Researchers are feeding cows seaweed in the hope of taming their infamous burps, which are contributing to climate change.
Scientists at the University of New Hampshire (UNH) are feeding cows a mixture of different kinds of seaweed – along with their normal food – to see if they can reduce their burps, NHPR reported.
Cattle herds and other ruminants are responsible for up to 37% of methane emitted worldwide.
The greenhouse gas is 21 times more potent than carbon dioxide at trapping heat in the atmosphere.
But while cow gas is often the emission that make the headlines, cow burps are the main problem – with up to 95% of methane emissions coming via their mouths.
Andre Brito, associate professor of dairy cattle nutrition and management at UNH, told NHPR: "Cattle is the second largest source of methane in the United States. The industry as a whole is very interested in results to mitigate methane."
Some types of seaweed have compounds that disrupt the ability of microbes in cow stomachs to produce methane, Brito said.
But so far, the seaweed known to disrupt this grows mainly in Australia – and researchers are racing to find seaweed that can be grown easily in other territories, including the US.
Nichole Price, a senior research scientist at the Bigelow Laboratory for Ocean Sciences, based in Maine, and who works with Brito, said: "The question is, are there seaweed species that are native to different regions around the world, and specifically for us to the northeast [US]... that can be produced at a scale necessary to feed to the thousands head of cattle that we generate?"
The researchers believe that seaweed that could be grown in the US might be able to reduce methane by up to 30%, in contrast to 80% for Australian seaweed.
Even that would be equivalent to taking 10 million cars off the road for a year, the researchers said.
In January, methane – a powerful greenhouse gas – passed the alarming milestone of 1,900 parts per billion (ppb) in the atmosphere.
Experts have since called for measures to limit emissions of the gas, which is thought to have contributed 0.5C of warming since pre-industrial times, according to Nature.
Natural gas has become more popular as a relatively 'clean' fossil fuel, with demand soaring by up to 50% in recent decades.
But the problem is not simply due to the fossil fuel industry, according to Euan Nisbet, professor of Earth sciences at Royal Holloway, University of London.
Writing for The Conversation, Nisbet said: "Agriculture, producing about 150 million metric tons a year, is the largest overall source.
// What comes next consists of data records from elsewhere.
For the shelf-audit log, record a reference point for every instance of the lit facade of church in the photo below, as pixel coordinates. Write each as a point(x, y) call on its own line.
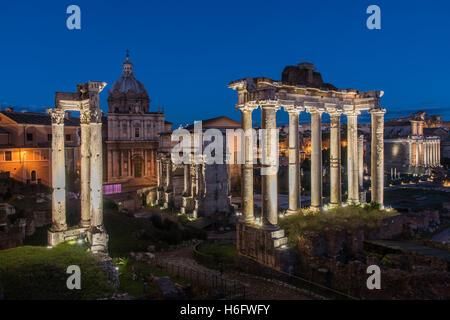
point(133, 132)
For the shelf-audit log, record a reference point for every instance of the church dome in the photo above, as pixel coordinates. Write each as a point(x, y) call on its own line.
point(127, 85)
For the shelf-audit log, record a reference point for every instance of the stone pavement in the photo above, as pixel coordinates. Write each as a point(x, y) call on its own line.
point(256, 288)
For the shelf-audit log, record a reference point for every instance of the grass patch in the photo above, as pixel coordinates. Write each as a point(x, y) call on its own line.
point(133, 275)
point(38, 273)
point(218, 257)
point(339, 218)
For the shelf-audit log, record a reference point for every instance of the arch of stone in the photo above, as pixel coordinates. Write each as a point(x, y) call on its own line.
point(194, 186)
point(85, 101)
point(263, 243)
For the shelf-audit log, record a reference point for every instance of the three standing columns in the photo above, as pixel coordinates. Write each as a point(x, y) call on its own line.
point(247, 168)
point(269, 172)
point(377, 160)
point(316, 159)
point(335, 159)
point(352, 157)
point(294, 166)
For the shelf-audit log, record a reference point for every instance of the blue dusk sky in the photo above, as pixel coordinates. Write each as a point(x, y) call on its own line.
point(186, 52)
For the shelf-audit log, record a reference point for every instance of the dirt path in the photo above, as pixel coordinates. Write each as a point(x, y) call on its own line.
point(256, 288)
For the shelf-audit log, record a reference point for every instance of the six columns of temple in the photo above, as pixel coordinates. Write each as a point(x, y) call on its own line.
point(269, 153)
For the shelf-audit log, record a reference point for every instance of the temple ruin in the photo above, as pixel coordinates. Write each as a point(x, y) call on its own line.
point(85, 101)
point(302, 90)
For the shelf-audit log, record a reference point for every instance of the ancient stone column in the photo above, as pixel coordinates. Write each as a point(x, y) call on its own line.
point(438, 153)
point(159, 180)
point(58, 171)
point(424, 153)
point(377, 157)
point(361, 162)
point(316, 159)
point(352, 156)
point(247, 167)
point(168, 191)
point(417, 153)
point(294, 167)
point(410, 153)
point(187, 188)
point(85, 119)
point(269, 172)
point(96, 161)
point(335, 159)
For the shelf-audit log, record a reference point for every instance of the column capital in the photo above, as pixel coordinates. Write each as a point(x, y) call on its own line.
point(377, 111)
point(293, 109)
point(270, 104)
point(248, 107)
point(57, 115)
point(85, 116)
point(315, 110)
point(352, 113)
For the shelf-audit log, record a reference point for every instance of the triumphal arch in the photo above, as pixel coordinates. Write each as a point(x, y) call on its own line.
point(302, 90)
point(85, 101)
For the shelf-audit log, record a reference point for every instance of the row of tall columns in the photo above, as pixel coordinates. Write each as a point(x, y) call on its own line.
point(58, 172)
point(91, 168)
point(355, 161)
point(269, 202)
point(316, 160)
point(85, 169)
point(335, 159)
point(247, 168)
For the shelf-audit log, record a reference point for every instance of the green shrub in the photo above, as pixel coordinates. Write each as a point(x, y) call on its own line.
point(339, 218)
point(38, 273)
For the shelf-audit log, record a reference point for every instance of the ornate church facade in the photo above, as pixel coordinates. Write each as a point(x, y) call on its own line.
point(133, 132)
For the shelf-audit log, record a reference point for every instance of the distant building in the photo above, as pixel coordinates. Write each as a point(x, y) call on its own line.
point(413, 144)
point(25, 146)
point(133, 133)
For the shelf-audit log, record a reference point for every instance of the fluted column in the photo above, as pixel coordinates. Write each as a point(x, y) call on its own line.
point(377, 157)
point(316, 159)
point(352, 156)
point(410, 153)
point(247, 167)
point(424, 153)
point(85, 119)
point(294, 168)
point(58, 171)
point(335, 159)
point(270, 166)
point(187, 188)
point(96, 173)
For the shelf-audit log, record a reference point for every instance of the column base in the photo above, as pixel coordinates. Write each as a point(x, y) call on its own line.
point(98, 240)
point(291, 211)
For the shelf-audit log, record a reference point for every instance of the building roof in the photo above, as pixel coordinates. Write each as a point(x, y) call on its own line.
point(37, 118)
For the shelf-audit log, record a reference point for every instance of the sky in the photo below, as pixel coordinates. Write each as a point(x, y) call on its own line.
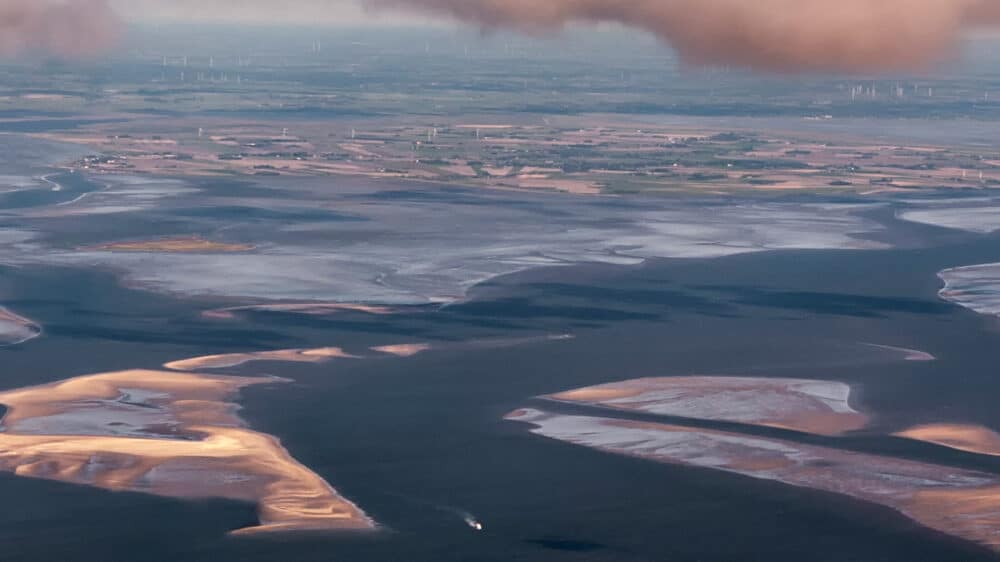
point(770, 35)
point(334, 12)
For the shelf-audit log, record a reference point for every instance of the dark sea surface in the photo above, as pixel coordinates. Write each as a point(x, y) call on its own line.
point(419, 442)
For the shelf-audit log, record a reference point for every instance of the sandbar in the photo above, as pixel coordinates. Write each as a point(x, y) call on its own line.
point(969, 438)
point(309, 308)
point(15, 329)
point(403, 349)
point(319, 355)
point(183, 245)
point(811, 406)
point(168, 434)
point(961, 503)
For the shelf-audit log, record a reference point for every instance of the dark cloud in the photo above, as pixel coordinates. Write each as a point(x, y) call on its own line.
point(63, 27)
point(851, 35)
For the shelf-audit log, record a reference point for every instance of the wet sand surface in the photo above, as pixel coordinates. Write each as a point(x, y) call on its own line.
point(15, 329)
point(415, 436)
point(804, 405)
point(961, 503)
point(971, 438)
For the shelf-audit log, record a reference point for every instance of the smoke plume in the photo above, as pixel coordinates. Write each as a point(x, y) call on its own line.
point(788, 35)
point(62, 27)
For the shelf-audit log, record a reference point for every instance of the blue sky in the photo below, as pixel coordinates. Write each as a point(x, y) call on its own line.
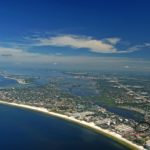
point(97, 33)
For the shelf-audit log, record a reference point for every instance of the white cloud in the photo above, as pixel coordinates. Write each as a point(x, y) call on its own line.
point(107, 45)
point(112, 41)
point(73, 41)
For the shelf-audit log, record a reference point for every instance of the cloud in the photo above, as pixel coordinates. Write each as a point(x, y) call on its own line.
point(112, 41)
point(74, 41)
point(107, 45)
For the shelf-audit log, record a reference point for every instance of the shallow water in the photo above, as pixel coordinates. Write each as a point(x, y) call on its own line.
point(28, 130)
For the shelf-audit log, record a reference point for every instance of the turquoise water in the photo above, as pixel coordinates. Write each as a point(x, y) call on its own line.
point(22, 129)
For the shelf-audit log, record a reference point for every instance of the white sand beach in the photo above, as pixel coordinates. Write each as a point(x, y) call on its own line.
point(91, 125)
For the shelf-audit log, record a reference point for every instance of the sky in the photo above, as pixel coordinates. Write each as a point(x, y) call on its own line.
point(92, 34)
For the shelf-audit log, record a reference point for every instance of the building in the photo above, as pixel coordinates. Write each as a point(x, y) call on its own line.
point(147, 145)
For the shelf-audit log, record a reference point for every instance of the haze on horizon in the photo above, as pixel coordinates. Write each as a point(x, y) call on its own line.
point(91, 35)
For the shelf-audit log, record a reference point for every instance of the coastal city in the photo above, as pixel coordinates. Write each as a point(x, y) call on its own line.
point(116, 102)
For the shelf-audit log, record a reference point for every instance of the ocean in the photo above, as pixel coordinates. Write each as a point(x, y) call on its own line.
point(22, 129)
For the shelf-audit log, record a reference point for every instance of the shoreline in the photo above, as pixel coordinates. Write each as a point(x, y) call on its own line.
point(114, 136)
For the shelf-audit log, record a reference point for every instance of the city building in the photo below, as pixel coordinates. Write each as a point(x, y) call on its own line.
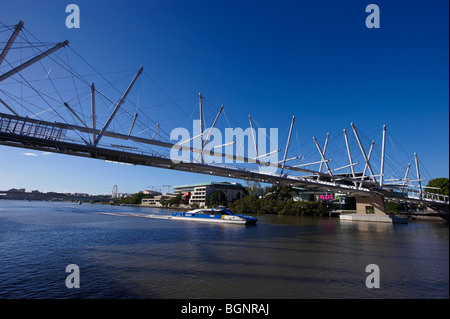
point(156, 200)
point(199, 193)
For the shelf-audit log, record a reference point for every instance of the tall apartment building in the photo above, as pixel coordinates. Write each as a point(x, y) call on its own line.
point(199, 193)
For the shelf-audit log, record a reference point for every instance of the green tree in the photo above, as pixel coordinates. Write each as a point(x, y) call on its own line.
point(442, 183)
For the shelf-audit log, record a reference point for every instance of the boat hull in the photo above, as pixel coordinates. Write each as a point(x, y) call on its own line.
point(222, 219)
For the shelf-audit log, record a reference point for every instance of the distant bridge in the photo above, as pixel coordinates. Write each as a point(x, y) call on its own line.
point(35, 128)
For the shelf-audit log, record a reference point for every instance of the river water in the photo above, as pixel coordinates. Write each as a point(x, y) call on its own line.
point(282, 257)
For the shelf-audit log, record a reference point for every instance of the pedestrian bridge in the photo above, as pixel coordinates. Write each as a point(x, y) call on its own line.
point(57, 110)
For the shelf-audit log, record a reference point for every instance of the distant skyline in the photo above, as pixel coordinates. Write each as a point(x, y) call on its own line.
point(315, 60)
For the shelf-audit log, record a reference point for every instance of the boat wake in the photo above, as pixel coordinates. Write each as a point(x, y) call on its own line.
point(152, 216)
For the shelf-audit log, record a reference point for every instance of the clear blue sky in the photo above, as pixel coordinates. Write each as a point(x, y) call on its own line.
point(272, 59)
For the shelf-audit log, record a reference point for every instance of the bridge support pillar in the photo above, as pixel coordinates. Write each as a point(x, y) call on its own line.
point(370, 205)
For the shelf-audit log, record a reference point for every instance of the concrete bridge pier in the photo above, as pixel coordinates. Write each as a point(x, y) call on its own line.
point(370, 205)
point(372, 209)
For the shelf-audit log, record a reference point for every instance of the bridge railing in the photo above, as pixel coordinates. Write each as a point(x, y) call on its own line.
point(30, 128)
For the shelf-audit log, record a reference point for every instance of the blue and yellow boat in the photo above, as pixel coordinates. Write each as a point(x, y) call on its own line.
point(214, 215)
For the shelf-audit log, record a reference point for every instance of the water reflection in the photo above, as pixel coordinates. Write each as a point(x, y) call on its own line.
point(281, 257)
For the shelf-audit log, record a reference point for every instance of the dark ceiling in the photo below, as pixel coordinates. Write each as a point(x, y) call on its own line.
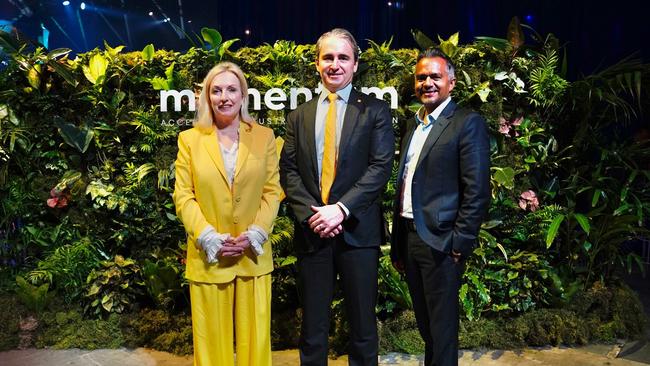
point(595, 36)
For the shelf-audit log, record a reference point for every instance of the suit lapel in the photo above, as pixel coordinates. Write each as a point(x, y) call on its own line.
point(403, 152)
point(309, 124)
point(211, 144)
point(436, 130)
point(245, 141)
point(352, 111)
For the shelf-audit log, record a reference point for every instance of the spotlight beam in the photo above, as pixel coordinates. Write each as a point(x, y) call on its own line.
point(180, 12)
point(111, 27)
point(83, 32)
point(74, 44)
point(126, 25)
point(174, 26)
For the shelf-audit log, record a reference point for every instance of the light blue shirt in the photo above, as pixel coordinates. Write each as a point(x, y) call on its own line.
point(321, 115)
point(413, 153)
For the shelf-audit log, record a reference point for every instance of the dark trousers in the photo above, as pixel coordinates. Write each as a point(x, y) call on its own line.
point(434, 280)
point(357, 269)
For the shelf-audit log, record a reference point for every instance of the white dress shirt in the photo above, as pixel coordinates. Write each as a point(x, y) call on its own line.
point(321, 115)
point(413, 153)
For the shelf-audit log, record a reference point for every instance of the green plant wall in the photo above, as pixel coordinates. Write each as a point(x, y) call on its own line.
point(86, 165)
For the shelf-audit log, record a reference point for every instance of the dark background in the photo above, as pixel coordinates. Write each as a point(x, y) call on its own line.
point(596, 34)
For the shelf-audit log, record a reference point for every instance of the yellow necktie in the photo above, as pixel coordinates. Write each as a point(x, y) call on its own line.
point(328, 171)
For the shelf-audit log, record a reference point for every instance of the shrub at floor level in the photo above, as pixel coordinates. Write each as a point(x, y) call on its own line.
point(158, 330)
point(600, 314)
point(67, 329)
point(9, 322)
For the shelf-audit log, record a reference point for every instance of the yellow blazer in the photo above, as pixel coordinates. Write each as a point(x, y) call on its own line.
point(202, 195)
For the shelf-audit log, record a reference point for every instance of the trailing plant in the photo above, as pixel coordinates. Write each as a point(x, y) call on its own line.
point(35, 298)
point(114, 288)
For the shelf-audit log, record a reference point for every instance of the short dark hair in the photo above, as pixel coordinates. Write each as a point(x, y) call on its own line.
point(436, 52)
point(339, 33)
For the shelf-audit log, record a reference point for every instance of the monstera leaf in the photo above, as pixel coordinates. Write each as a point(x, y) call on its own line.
point(148, 52)
point(212, 36)
point(77, 137)
point(422, 40)
point(95, 71)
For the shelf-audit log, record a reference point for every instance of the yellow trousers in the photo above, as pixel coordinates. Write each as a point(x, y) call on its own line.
point(241, 308)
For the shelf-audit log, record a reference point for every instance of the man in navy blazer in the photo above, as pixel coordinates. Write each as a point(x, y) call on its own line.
point(443, 195)
point(342, 235)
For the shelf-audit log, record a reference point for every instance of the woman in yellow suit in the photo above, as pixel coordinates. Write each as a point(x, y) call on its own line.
point(227, 196)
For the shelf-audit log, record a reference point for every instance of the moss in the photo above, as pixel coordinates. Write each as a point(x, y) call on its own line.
point(486, 333)
point(285, 329)
point(159, 330)
point(400, 334)
point(555, 327)
point(63, 330)
point(10, 313)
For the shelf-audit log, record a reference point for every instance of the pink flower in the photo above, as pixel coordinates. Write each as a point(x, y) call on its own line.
point(529, 200)
point(504, 127)
point(59, 199)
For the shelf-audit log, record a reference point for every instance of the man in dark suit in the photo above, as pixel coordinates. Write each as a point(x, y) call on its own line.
point(444, 185)
point(336, 160)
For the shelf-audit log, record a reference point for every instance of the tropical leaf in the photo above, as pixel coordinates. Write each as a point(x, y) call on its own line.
point(212, 37)
point(147, 52)
point(422, 40)
point(95, 71)
point(77, 137)
point(553, 229)
point(515, 33)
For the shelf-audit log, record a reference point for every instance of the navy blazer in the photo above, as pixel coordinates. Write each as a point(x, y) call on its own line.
point(364, 165)
point(451, 185)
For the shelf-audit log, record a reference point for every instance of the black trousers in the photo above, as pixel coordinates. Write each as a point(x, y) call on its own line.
point(434, 281)
point(357, 269)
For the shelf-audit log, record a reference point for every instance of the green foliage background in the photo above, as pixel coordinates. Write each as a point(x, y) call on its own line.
point(86, 170)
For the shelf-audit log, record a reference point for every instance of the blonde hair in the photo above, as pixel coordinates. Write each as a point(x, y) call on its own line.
point(204, 114)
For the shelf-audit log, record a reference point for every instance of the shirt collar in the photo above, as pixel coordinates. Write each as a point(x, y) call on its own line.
point(431, 117)
point(342, 93)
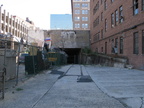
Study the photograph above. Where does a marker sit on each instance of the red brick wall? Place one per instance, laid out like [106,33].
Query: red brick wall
[130,20]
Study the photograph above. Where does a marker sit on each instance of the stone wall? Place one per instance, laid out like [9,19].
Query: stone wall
[103,60]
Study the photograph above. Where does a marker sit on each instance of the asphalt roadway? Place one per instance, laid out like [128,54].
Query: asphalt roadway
[78,86]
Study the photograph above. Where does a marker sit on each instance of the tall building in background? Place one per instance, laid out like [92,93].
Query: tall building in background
[81,14]
[61,21]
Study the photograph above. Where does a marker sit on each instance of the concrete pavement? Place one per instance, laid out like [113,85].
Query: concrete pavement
[126,85]
[47,90]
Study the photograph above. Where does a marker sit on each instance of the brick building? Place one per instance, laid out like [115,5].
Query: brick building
[117,27]
[81,14]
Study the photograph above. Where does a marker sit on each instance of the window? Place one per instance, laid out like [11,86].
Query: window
[135,7]
[101,16]
[116,42]
[96,22]
[102,33]
[116,17]
[84,11]
[96,8]
[84,5]
[143,42]
[77,11]
[121,45]
[77,18]
[76,5]
[101,1]
[121,18]
[135,43]
[142,4]
[84,25]
[96,37]
[77,25]
[112,20]
[105,5]
[84,18]
[105,25]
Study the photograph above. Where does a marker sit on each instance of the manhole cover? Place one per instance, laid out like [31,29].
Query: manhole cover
[85,78]
[57,72]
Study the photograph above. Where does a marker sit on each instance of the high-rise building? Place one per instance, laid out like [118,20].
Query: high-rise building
[61,21]
[117,28]
[81,14]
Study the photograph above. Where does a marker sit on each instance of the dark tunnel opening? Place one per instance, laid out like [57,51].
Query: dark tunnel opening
[73,55]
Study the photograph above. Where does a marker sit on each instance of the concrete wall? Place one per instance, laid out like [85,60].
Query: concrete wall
[36,36]
[10,63]
[69,38]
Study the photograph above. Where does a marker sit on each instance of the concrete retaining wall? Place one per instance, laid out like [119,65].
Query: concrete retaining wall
[103,60]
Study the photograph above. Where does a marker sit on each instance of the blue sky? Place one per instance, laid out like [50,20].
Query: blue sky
[37,10]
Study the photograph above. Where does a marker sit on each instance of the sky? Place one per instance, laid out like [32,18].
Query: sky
[37,11]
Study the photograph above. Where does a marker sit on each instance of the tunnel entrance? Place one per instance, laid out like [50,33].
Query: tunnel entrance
[73,55]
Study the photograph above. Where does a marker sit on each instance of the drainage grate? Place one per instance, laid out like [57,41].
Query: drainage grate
[85,78]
As are urban landfills and sewage systems, contributing about 70 million metric tonnes annually."
Nisbet said that scientists could monitor the sources of atmospheric methane by studying the proportion of two different isotopes of carbon – carbon-12 and carbon-13.
'Biogenic' methane, which comes from vegetation, is high in carbon-12, while methane from fires and fossil fuels is richer in carbon-13.
Nisbet said: "For two centuries, rapidly expanding gas, coal and oil industries steadily drove atmospheric methane richer in carbon-13. Since 2007, that trend has reversed, and the proportion of carbon-13 in atmospheric methane has decreased.
"Although fossil fuel emissions may still be growing, soaring methane emissions are now primarily the result of faster-growing biogenic sources."